# Image Embedding Extraction with CLIP

This notebook demonstrates how to extract image embeddings using the Open-CLIP (Contrastive Language-Image Pre-training) model. We'll go through the process step-by-step.

## Step 1: Import Required Libraries

First, we need to import the necessary Python libraries. Each library has a specific purpose in our script:

In [None]:
import torch  # For neural network operations
from transformers import CLIPProcessor, CLIPModel  # For using the CLIP model
import glob  # For finding files matching a pattern
from PIL import Image  # For opening and manipulating images
from tqdm import tqdm  # For displaying progress bars
import os  # For interacting with the operating system

## Step 2: Load Image Paths

Next, we'll find all the JPEG images in a specified folder and its subfolders:

In [None]:
# Define the source folder
source_folder = "/Volumes/Illustrated/data/extractedimages/illustratedweeklynews"

# Initialize an empty list to hold image paths
image_paths = []

# Walk through the directory structure
for root, dirs, files in os.walk(source_folder):
    # Collect all .jpg files in the current directory
    image_paths.extend(glob.glob(os.path.join(root, "*.jpg")))

# Sort the collected image paths
image_paths = sorted(image_paths)

# Print the number of collected image paths
print(f"Number of images found: {len(image_paths)}")

## Step 3: Load CLIP Model and Processor

Now we'll load the CLIP model and its associated processor:

In [None]:
model_name = "laion/CLIP-ViT-L-14-DataComp.XL-s13B-b90K"
model = CLIPModel.from_pretrained(model_name)
device = "cuda" if torch.cuda.is_available() else "mps" if torch.backends.mps.is_available() else "cpu"
model.to(device)
processor = CLIPProcessor.from_pretrained(model_name)

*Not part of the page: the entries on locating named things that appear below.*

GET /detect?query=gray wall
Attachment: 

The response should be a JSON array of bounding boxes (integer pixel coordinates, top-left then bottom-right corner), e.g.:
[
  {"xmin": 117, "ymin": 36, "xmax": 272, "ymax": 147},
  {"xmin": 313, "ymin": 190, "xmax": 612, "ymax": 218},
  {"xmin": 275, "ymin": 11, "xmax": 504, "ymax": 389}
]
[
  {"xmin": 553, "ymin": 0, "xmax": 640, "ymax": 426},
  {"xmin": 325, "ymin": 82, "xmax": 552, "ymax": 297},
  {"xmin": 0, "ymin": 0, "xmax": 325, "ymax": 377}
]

print(f"Model loaded and moved to device: {device}")

## Step 4: Define Helper Functions

We'll define some helper functions to load and save embeddings:

In [None]:
def load_embeddings(file_path):
    if os.path.exists(file_path):
        return torch.load(file_path)
    return None

def save_embeddings(embeddings, file_path):
    if os.path.exists(file_path):
        existing_embeddings = torch.load(file_path)
        embeddings = torch.cat([existing_embeddings, embeddings], dim=0)
    torch.save(embeddings, file_path)

## Step 5: Define Main Embedding Extraction Function

This function does the main work of extracting embeddings from our images.

In [None]:
def get_image_embeddings(image_paths: list, processor, model, device, batch_size=32, checkpoint_path='embeddings.pt', save_every=100):
    embeddings = load_embeddings(checkpoint_path)
    start_index = len(embeddings) if embeddings is not None else 0
    embeddings = [] if embeddings is None else [embeddings]

    skipped_images = []

    for i in tqdm(range(start_index, len(image_paths), batch_size), desc="Processing Batches"):
        batch_paths = image_paths[i:i+batch_size]
        batch_images = []

        for path in batch_paths:
            try:
                image = Image.open(path)
                image.load()
                batch_images.append(image)
            except Exception as e:
                print(f"Skipping image '{path}' due to error: {str(e)}")
                skipped_images.append((path, str(e)))
           
        if not batch_images:
            continue

        with torch.no_grad():
            inputs = processor(images=batch_images, return_tensors="pt", padding=True).to(device)
            batch_embeddings = model.get_image_features(**inputs)
            embeddings.append(batch_embeddings.cpu())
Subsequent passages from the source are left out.